Miss A Columnist

Daniela Medina is a graduate of Kennesaw State University. After earning a Bachelor’s of Science in Communication and a Marketing minor, Daniela works in the non-profit sector. On her days off, Daniela enjoys writing, catching the latest movie releases, scenic drives in North Georgia and reading on her Kindle.

Review of Diary of a Mad Fat Girl Including Q&A With Author Stephanie McAcfee

Independent, witty and headstrong Graciela ‘Ace’ Jones is the main character in Stephanie McAcfee’s book Diary of a Mad Fat Girl. “Ace isn’t based on anyone I know,” McAfee stated when I spoke with her, “but rather everyone I know in that she says and does crazy, outlandish things that a lot of people can relate to on a personal level.” The former Spanish teacher and current stay-at-home- mom explained the book developed one character at a time.

The book opens up as Ace excitedly packs for a spring break trip with her best friend and coworker Lilly Lane.

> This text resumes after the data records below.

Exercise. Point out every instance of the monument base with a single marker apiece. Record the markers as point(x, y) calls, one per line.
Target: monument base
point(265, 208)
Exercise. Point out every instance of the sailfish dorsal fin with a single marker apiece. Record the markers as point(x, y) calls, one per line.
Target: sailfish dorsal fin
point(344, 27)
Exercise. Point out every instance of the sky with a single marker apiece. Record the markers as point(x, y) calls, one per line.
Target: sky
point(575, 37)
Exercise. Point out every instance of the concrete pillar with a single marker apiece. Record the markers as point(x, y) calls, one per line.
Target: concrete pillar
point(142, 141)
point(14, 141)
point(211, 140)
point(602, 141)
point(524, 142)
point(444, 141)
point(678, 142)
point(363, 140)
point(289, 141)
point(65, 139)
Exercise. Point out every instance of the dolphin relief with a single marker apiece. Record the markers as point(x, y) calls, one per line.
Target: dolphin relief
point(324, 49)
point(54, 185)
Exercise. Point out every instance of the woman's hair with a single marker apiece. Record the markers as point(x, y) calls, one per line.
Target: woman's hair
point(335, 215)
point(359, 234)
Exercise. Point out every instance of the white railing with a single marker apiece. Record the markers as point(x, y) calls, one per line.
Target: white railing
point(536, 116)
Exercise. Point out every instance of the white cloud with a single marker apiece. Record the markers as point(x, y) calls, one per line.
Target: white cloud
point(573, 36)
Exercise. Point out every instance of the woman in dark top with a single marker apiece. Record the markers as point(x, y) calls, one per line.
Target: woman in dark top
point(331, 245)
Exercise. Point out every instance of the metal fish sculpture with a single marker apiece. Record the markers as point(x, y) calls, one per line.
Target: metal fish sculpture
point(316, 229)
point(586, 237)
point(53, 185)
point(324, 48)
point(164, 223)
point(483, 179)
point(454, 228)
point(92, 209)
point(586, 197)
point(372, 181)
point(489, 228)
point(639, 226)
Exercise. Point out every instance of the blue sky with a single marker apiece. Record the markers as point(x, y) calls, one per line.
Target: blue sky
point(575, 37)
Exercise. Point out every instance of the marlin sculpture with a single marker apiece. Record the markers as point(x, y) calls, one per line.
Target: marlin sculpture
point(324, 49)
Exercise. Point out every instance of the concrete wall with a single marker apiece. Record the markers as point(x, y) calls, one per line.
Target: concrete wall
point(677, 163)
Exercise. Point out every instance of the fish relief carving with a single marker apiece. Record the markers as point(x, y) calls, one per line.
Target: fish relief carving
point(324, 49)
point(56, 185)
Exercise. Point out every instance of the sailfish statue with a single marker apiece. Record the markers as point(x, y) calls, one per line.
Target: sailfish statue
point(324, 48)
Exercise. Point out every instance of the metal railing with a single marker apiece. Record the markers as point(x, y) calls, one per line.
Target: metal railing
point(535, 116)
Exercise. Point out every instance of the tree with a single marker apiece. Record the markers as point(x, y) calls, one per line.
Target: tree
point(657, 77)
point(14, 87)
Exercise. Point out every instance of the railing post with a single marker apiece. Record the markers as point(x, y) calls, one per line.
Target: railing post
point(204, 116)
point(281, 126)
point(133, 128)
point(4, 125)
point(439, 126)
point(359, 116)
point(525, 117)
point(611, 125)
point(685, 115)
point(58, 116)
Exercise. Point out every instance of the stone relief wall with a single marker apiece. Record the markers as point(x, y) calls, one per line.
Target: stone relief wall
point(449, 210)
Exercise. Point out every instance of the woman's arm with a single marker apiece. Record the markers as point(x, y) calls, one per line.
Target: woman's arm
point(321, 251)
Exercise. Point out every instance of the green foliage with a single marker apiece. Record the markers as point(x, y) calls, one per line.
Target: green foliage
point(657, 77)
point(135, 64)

When Lilly suddenly cancels plans the night before they were scheduled to leave, Ace suspects her friend is choosing to spend time with her new boyfriend instead of her. After spending a lonely week angry with her friend and reminiscing about her ex-boyfriend, Ace heads back to her job as an art teacher at the local school Monday morning to learn Lilly has been unexpectedly fired by the principal, Catherine Hilliard. Aside from dealing with Lilly’s termination and the public scandal it creates in their small Mississippi town, their friend Chloe is nearly beaten to death by her husband. Chloe is blinded by love and refuses to leave her husband. Ace and Lilly put their problems aside and team up to give Chloe a reason to leave him. The women uncover many town secrets along the way. Characters such as Ace’s past lover, Mason, and the town’s gossip know-it-all, Gloria Peacock, join the girls’ journey as helpful aids.

Stephanie McAfee

Although the book deals with many deep issues, McAcfee kept the book lighthearted with pop culture references and sarcasm. She also had me laughing out loud at the awkward and embarrassing situations Ace would find herself in. I highly recommend this book as a fun and girly summer read. Every lady will want to find adventure with their closest girlfriends after reading this book. “I’ve gotten a lot [of] feedback from readers who say things like, “This could me and my girlfriends,” and that always makes my day because I wanted her to be relatable to normal women with normal lives,” said McAcfee.

Diary of a Mad Fat Girl is currently only available in e-Book format, a print and extended version is set to be released Feb. 7, 2012.